The associated Lagrangian of the optimization problem $$\underset{x, y \geq 0} \max [3x + 2y] \text{ subject to } 2x+3y \leq 1$$ is $\mathcal{L}(x,y,\lambda) = 3x + 2y + \lambda (1 - 2x - 3y)$ where $\lambda \geq 0$. How do I find the solution to this given by $(x^{*}, y^{*}, \lambda^{*})$?
I understand that $(x^{*}, y^{*}) = (0.5, 0)$. What I don't understand is how to calculate $\lambda^{*}$. In fact, I never cared about the $\lambda$ until now.

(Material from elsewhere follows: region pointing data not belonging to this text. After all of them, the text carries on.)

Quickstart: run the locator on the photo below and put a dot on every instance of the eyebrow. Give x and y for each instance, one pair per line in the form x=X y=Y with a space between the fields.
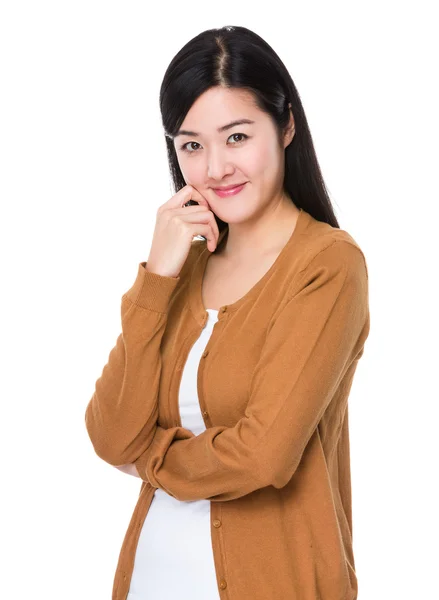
x=220 y=129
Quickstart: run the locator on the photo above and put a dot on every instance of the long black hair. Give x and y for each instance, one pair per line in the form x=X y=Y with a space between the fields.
x=236 y=57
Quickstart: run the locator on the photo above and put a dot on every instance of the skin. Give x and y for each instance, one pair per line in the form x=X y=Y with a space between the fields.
x=262 y=216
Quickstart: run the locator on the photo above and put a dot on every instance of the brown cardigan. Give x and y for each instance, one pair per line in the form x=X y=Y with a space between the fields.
x=273 y=387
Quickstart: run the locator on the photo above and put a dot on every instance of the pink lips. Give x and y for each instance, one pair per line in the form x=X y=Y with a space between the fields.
x=229 y=192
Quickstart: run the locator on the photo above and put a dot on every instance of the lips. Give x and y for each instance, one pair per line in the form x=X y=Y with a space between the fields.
x=229 y=191
x=226 y=188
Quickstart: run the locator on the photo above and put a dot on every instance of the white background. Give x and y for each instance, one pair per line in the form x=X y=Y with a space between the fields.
x=83 y=171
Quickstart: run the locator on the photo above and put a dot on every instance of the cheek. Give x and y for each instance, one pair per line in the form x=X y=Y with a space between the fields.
x=192 y=171
x=259 y=161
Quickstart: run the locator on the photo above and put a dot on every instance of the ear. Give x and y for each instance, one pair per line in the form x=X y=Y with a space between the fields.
x=290 y=129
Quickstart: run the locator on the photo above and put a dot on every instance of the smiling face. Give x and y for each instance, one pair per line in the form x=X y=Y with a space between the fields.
x=212 y=155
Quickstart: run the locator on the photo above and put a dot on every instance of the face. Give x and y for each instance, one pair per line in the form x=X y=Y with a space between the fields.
x=249 y=152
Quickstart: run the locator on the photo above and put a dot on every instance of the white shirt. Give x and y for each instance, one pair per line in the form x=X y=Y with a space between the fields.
x=174 y=551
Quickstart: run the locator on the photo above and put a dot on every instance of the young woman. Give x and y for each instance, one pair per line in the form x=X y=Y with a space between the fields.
x=227 y=390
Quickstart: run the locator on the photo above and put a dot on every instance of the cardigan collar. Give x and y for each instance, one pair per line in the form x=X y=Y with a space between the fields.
x=195 y=285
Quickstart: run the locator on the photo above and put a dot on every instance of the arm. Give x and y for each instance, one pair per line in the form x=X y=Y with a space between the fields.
x=122 y=414
x=308 y=350
x=129 y=469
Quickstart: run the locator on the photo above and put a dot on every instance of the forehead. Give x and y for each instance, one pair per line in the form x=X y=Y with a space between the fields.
x=219 y=109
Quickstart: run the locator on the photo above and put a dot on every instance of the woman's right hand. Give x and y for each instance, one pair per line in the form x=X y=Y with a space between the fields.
x=176 y=226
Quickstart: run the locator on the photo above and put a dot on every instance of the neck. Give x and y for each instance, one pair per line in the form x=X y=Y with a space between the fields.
x=262 y=236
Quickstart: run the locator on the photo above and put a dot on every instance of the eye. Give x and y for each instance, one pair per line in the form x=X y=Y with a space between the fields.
x=186 y=146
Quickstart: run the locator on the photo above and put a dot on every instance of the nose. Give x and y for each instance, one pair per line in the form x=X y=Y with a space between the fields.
x=218 y=166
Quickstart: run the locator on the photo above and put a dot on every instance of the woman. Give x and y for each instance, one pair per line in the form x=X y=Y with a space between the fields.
x=227 y=390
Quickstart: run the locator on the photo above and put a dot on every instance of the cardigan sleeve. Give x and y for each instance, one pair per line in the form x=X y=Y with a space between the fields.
x=313 y=341
x=122 y=414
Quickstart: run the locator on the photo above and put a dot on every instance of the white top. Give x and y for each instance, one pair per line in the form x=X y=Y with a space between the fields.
x=174 y=557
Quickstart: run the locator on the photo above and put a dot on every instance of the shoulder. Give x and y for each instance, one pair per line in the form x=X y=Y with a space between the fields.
x=322 y=245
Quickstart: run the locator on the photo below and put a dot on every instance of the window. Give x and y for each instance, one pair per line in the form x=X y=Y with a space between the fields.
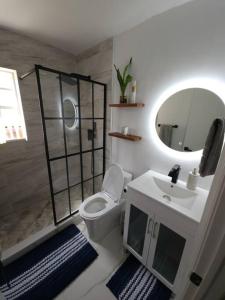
x=12 y=124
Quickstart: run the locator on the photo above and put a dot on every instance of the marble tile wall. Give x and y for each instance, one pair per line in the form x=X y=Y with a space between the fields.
x=25 y=206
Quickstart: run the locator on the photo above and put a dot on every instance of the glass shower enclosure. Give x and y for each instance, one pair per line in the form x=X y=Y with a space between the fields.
x=73 y=110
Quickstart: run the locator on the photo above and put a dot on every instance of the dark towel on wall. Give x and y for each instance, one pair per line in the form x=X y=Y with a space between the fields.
x=212 y=149
x=165 y=134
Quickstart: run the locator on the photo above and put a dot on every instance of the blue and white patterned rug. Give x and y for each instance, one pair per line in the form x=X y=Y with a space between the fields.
x=132 y=281
x=45 y=271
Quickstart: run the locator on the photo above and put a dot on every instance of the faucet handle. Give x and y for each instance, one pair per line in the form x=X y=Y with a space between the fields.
x=176 y=167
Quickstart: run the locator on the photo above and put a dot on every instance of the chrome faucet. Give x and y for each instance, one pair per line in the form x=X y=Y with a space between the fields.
x=174 y=173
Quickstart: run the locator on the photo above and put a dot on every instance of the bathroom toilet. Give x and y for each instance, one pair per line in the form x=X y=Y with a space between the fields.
x=101 y=211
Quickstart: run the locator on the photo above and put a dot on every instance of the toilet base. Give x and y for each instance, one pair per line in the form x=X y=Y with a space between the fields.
x=98 y=228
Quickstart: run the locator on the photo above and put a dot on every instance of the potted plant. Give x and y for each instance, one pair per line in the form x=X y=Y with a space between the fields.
x=124 y=79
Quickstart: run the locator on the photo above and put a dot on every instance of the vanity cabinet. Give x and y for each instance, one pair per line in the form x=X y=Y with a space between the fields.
x=156 y=240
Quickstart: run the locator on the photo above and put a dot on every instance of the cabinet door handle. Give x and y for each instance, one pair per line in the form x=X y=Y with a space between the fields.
x=154 y=230
x=149 y=225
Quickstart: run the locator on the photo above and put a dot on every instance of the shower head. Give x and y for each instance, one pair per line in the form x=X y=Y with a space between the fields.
x=68 y=80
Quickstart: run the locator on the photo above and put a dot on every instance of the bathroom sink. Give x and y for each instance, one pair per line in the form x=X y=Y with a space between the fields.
x=176 y=196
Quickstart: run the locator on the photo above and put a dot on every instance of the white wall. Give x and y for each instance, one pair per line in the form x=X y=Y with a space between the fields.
x=184 y=43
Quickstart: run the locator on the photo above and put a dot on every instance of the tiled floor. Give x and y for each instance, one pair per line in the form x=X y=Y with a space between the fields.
x=91 y=284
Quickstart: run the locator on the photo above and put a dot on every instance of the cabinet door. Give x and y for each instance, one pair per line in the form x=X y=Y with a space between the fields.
x=137 y=232
x=166 y=253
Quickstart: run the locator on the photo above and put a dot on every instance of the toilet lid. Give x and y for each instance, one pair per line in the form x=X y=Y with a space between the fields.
x=113 y=182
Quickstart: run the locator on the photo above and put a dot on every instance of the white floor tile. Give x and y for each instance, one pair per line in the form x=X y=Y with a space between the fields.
x=91 y=284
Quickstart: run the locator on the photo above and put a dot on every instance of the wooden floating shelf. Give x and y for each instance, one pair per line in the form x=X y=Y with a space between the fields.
x=127 y=105
x=129 y=137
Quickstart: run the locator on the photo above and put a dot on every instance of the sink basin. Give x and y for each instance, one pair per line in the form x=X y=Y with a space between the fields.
x=176 y=196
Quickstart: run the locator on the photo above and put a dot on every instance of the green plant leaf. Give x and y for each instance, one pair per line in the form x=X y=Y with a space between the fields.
x=119 y=77
x=128 y=79
x=126 y=68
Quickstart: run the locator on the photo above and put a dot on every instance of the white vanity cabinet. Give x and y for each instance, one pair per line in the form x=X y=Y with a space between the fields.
x=158 y=238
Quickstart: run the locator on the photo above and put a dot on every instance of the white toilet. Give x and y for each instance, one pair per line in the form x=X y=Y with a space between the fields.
x=101 y=212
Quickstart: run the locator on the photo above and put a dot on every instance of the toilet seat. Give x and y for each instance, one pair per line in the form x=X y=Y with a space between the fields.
x=93 y=202
x=101 y=203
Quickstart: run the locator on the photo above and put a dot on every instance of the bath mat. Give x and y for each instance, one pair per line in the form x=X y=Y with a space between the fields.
x=132 y=281
x=46 y=270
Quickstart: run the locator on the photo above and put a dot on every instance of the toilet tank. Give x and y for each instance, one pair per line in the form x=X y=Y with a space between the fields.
x=127 y=178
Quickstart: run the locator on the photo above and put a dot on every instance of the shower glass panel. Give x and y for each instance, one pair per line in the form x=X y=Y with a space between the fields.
x=73 y=109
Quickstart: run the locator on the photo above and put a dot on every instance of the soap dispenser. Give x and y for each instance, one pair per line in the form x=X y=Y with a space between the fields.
x=192 y=179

With $f = 3x + 2y $ the lagrangian reads
$$ \mathcal{L}(x,y,\lambda,s) = f + \lambda_1 (1 - 2x - 3y-s_1^2) + \lambda_2(x-s_2^2)+\lambda_3(y-s_3^2) $$
The stationary points are the solutions for
$$ \mathcal{L}=0=\cases{3-2\lambda_1+\lambda_2\\ 2-3\lambda_1+\lambda_3\\ 1 - 2x - 3y-s_1^2\\ x-s_2^2\\ y-s_3^2\\ \lambda_is_i} $$
which are
$$ \left[ \begin{array}{ccccccccc} f&x&y&\lambda_1&\lambda_2&\lambda_3&s_1^2&s_2^2&s_3^2\\ 0 & 0 & 0 & 0 & -3 & -2 & 1 & 0 & 0 \\ \frac{2}{3} & 0 & \frac{1}{3} & \frac{2}{3} & -\frac{5}{3} & 0 & 0 & 0 & \frac{1}{3} \\ \frac{3}{2} & \frac{1}{2} & 0 & \frac{3}{2} & 0 & \frac{5}{2} & 0 & \frac{1}{2} & 0 \\ \end{array} \right] $$
The point qualification is left to the reader...